Review: Night Parade Of One Hundred Goblins (Clockfire Theatre Company)

Venue: Art Gallery of NSW (Sydney NSW), Jan 16 – 25, 2020
Director: Emily Ayoub, Arisa Yura
Cast: Madeline Baghurst, Ryuichi Fujimura, Alicia Gonzalez, Masae Ikegawa, Emily Ayoub, Arisa Yura

Theatre review
Based on the illustrations of Toriyama Sekien (1712–1788) and Itaya Hiroharu (1831-82), the Japanese folklore of 百鬼夜行 Hyakki Yagyō is brought to fantastic life for a 21st century audience, in a modern iteration entitled Night Parade Of One Hundred Goblins. A long runway is formed, so that the stage action reads like a scroll, commencing with performers racing past us, a succession of curious entities travelling across time and space, to share ancient stories from a supernatural realm.

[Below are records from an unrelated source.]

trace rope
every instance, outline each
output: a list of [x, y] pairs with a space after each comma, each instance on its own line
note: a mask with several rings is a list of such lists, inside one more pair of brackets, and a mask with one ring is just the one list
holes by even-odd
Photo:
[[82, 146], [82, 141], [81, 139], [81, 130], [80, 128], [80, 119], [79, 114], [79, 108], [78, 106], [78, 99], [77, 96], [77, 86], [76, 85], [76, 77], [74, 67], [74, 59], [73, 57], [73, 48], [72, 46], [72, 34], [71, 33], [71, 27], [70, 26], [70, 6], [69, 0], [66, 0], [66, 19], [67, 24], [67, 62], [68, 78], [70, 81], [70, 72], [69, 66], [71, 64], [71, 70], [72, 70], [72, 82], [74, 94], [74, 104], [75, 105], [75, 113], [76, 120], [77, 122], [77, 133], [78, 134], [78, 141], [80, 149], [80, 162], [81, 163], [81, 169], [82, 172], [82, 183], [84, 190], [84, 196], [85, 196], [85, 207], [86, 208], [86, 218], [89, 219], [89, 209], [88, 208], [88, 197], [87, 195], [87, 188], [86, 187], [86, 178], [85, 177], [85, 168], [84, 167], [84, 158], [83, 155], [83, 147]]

It is a thoroughly physical work, informed by traditions of dance, mime and clowning, featuring a cast of five taking on a variety of characters, each one stranger than the other. They are alternately comical, frightening and dramatic, but always intriguing, and certainly inventive with their bodily faculties. Dialogue is kept to a minimum, so we rely almost entirely on visual communication, although music does play an inordinately big part of the exercise.

Masae Ikegawa creates her music live, a thrilling feature that works magically with the echoes of the hall, to take us away from the mundane, as it thrusts our imagination into something altogether more mysterious and instinctual. Recorded sounds by Ben Pierpoint are an electronic counterpoint that keeps sensibilities within this modernity, complete with thumping beats that make sense of the dance, for bodies we see on stage, as well as the rhythmic pulsations we experience inside our seated selves.

Lights by Martin Kinnane are colourful and very dynamic, able to spirit us away from the interiors of a concrete jungle to somewhere far more mythical and magical. Tobhiyah Stone Feller does brilliantly as designer, with unforgettable work on costumes and makeup that deliver extraordinary whimsy and quite unexpected beauty.

Directed by Emily Ayoub and Arisa Yura, the presentation is a marvellous feast for the eyes, a clever blend of theatrical disciplines that playfully entertains, whilst challenging our artistic literacy. There is much that Night Parade Of One Hundred Goblins can offer to teach, but probably more significantly in terms of how we read its stories, rather than the stories themselves.